Kebes led the way. He didn’t run, perhaps because he was winded or perhaps because he was aware that I could only waddle. Even so, his pace was too much for me and I trailed behind the others. Of course what Kebes had found was on the opposite side of the city—I could have guessed that. Even so, he must have sprinted all the way in the heat to have got so out of breath.

“My friend Herakles lives in Mulberry,” Kebes said as we walked. “The mulberries have been ripe, and the birds have been all over the tree, and the house. It happens every year. The workers clean the guano off afterwards, because it looks so awful. This year when it was clean there was also an inscription, but he couldn’t read it. I came straight back here with him after he told me.
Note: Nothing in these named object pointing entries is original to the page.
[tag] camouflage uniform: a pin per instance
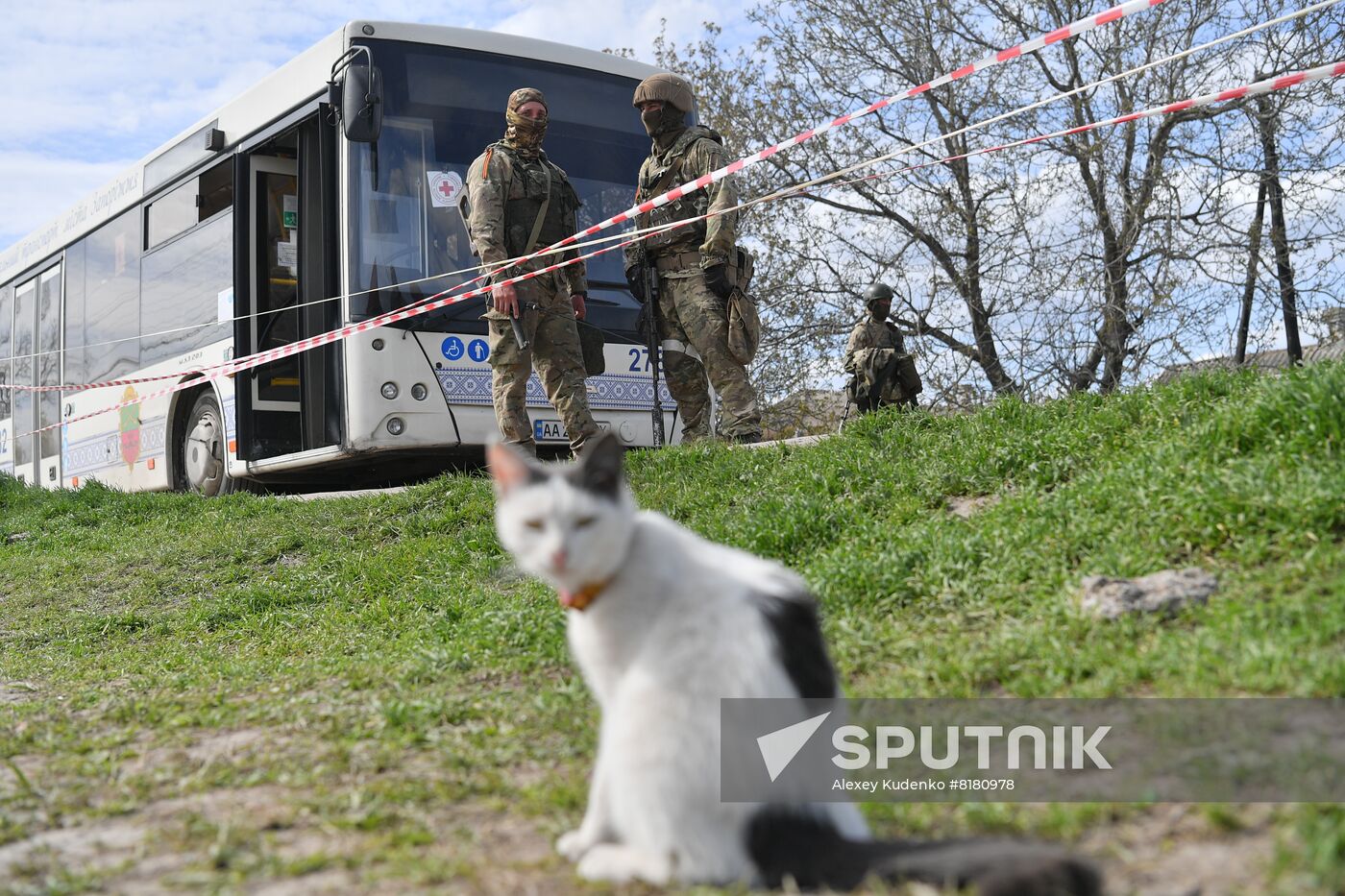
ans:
(690, 315)
(869, 352)
(504, 191)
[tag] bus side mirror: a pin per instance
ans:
(356, 91)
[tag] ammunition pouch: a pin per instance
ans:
(744, 321)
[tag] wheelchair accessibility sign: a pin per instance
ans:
(454, 349)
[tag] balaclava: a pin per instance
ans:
(524, 134)
(665, 124)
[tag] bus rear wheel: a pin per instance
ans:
(205, 463)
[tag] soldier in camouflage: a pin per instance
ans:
(518, 202)
(876, 358)
(695, 281)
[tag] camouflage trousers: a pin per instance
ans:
(692, 315)
(555, 354)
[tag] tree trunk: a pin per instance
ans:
(1278, 235)
(1244, 319)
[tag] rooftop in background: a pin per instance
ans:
(1333, 349)
(299, 81)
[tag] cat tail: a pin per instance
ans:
(784, 844)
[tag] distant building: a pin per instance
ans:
(1332, 349)
(807, 412)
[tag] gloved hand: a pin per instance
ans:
(717, 280)
(635, 280)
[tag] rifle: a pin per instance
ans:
(524, 342)
(651, 298)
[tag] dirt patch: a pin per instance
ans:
(208, 748)
(1174, 851)
(966, 506)
(17, 691)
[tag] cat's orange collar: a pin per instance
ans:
(584, 596)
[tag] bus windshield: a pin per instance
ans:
(443, 107)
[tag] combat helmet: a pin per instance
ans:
(666, 87)
(877, 292)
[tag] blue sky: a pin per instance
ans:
(93, 86)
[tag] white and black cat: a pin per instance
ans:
(666, 624)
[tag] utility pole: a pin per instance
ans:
(1244, 319)
(1278, 234)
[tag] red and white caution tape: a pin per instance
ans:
(1072, 30)
(1064, 33)
(1258, 87)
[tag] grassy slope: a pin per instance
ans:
(399, 675)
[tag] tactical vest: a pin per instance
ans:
(538, 201)
(662, 175)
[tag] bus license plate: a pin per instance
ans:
(554, 429)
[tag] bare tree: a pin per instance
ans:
(1091, 260)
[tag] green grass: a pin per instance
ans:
(405, 690)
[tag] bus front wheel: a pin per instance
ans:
(205, 466)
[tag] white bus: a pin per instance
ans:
(228, 240)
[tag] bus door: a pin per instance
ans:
(49, 375)
(288, 267)
(37, 342)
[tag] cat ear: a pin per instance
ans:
(510, 469)
(600, 467)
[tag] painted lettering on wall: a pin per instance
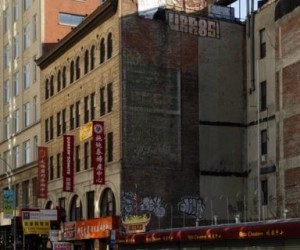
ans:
(197, 26)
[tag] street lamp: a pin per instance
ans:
(10, 174)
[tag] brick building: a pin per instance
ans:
(138, 73)
(27, 28)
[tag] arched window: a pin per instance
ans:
(47, 89)
(77, 67)
(64, 77)
(75, 209)
(92, 57)
(109, 46)
(49, 205)
(102, 50)
(107, 203)
(72, 72)
(52, 85)
(86, 61)
(58, 80)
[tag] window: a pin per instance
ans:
(16, 84)
(86, 109)
(64, 123)
(16, 10)
(86, 62)
(6, 55)
(6, 128)
(26, 74)
(64, 77)
(35, 109)
(26, 4)
(93, 57)
(93, 108)
(16, 46)
(102, 50)
(263, 96)
(70, 19)
(72, 119)
(75, 209)
(107, 203)
(16, 124)
(52, 85)
(264, 142)
(109, 46)
(34, 27)
(26, 152)
(6, 23)
(58, 124)
(109, 97)
(47, 130)
(34, 69)
(72, 72)
(51, 168)
(102, 101)
(34, 192)
(58, 165)
(110, 147)
(77, 67)
(51, 127)
(77, 158)
(47, 89)
(26, 36)
(26, 108)
(6, 91)
(59, 81)
(16, 157)
(264, 189)
(25, 194)
(90, 204)
(77, 114)
(86, 155)
(35, 147)
(262, 39)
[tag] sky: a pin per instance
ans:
(240, 7)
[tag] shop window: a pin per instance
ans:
(107, 203)
(90, 204)
(75, 209)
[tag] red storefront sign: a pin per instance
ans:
(42, 172)
(68, 163)
(98, 152)
(95, 228)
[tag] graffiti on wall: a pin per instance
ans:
(192, 206)
(132, 204)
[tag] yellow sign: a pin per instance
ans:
(85, 131)
(36, 227)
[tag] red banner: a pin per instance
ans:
(95, 228)
(68, 163)
(98, 154)
(42, 172)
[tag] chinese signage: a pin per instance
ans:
(94, 228)
(68, 163)
(68, 231)
(85, 131)
(193, 25)
(42, 172)
(98, 152)
(62, 246)
(8, 203)
(41, 227)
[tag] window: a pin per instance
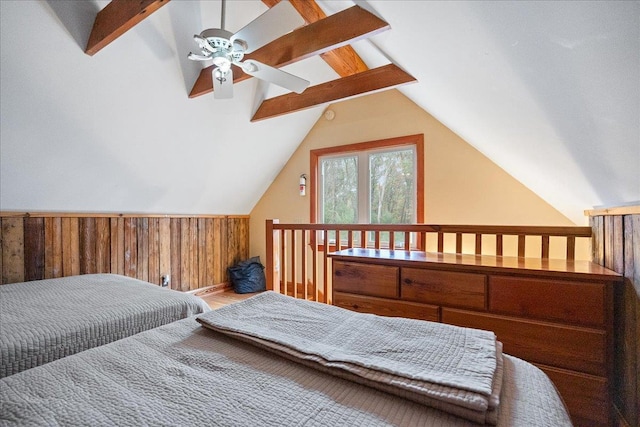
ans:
(377, 182)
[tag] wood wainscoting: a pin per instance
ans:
(194, 251)
(616, 245)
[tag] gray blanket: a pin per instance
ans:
(45, 320)
(448, 367)
(184, 375)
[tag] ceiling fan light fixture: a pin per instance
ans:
(225, 49)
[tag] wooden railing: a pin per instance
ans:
(297, 263)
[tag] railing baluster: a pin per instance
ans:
(316, 252)
(325, 267)
(545, 247)
(294, 264)
(305, 242)
(283, 262)
(521, 243)
(571, 248)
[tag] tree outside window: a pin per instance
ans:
(374, 182)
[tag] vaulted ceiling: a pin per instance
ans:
(550, 91)
(325, 36)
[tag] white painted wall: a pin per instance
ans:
(549, 91)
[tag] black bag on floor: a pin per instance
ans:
(248, 276)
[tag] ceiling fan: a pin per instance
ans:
(226, 49)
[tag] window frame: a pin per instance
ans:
(416, 141)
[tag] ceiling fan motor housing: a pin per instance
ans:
(224, 51)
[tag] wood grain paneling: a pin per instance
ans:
(33, 248)
(616, 244)
(195, 251)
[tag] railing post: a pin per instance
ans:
(273, 256)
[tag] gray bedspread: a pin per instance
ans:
(182, 374)
(45, 320)
(455, 369)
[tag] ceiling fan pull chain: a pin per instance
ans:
(223, 13)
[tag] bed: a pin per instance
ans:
(44, 320)
(274, 360)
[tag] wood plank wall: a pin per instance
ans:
(194, 250)
(616, 245)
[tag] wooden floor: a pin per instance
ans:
(221, 298)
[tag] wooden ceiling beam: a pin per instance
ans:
(344, 60)
(117, 18)
(384, 77)
(336, 30)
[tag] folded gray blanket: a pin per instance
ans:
(458, 370)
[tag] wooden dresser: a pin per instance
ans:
(555, 314)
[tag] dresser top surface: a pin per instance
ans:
(483, 262)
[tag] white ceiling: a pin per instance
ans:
(550, 91)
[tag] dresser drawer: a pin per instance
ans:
(366, 279)
(586, 396)
(568, 301)
(569, 347)
(386, 307)
(444, 288)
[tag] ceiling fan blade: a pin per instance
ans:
(274, 75)
(275, 22)
(222, 84)
(197, 57)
I couldn’t read it either, not even no.”

Mulberry was a perfectly ordinary seven-person sleeping house, down on the street of Artemis. The mulberry tree was splendid, one of the big ones with twisted branches. And indeed there was writing, in the Latin alphabet, inscribed neatly all around the eaves, where nobody except a worker could have reached without a ladder. I looked at it, assessing. Kebes could have done it on a ladder with a chisel, he’d had basic stone carving lessons at the same time I had. But it would have been a long job, and somebody would have been bound to notice.

Meanwhile, Aristomache was frowning. “I can’t read it either,” she said. “It certainly isn’t English.”

It wasn’t Latin either. “What other language could it be?” I asked. “Klio said something about the workers speaking English or Chinese. Does anyone know Chinese? Does it use the Latin alphabet?”

“No, I don’t know it, and it doesn’t,” Aristomache said. “And I don’t think anyone here knows it, not even Lysias. China’s such a very different civilization.”

“But they use the Greek alphabet?” I asked.

“No, they have their own and I don’t know it,” Aristomache said, astonishing me. I knew there were a multiplicity of languages, but two alphabets seemed more than enough! “It doesn’t look like our letters at all. I suppose they might have transliterated it—” and then she laughed. “It’s Greek!”

I looked at her in astonishment. “It’s certainly not!”

“No, it is,” Pytheas said. “It’s Greek spelled out in Latin letters.”

“What does it say?” Sokrates asked.

Kebes began to read it aloud, hesitating now and then when the worker had made some odd sound choice in using the wrong alphabet. “No, no, no, do not like work, do not like some work more, do not like feeding station, do not like, no, no, want to talk, want to make, do not want to work, do not want to animals, do not want to farms, do not want to build, not, not, do not want, no, no, no.” I could read it too, once I realized what I was looking at.

“Which worker wrote this?” Sokrates asked, looking wildly around as if he thought the worker would be waiting.

“No way to tell,” Aristomache said.

“There may be a record,” Kebes said. “Somebody may know which one they assigned to clean this house.” He didn’t sound hopeful.

“If they can do this they can hold a dialogue,” Sokrates said, beaming. “I can speak and they can inscribe their answers! Want to talk! Wonderful!”

“Why did this one answer in this way now?” Pytheas asked. “And why up there?”

“It’s where writing could be,” I suggested. “Lots of buildings have writing up there. They don’t say this kind of thing; they have uplifting mottoes or the names of the buildings, but that’s where inscriptions go. Perhaps it felt it could only write inside the lines?”

“Just like the bulbs,” Sokrates said. “I should have asked every one different questions so I’d know which one answered me.”

“Even you might have had trouble thinking of that many different questions,” Aristomache teased.

“I think that settles the question of whether the workers have free will and intelligence,” Pytheas said.

“Yes,” Kebes flashed at once. “Now you can stop thinking I did it.”

“Pytheas never thought you did it,” I said. “He argued persuasively that you wouldn’t.”

Kebes stopped with his mouth open. “Really?” he asked, after a moment.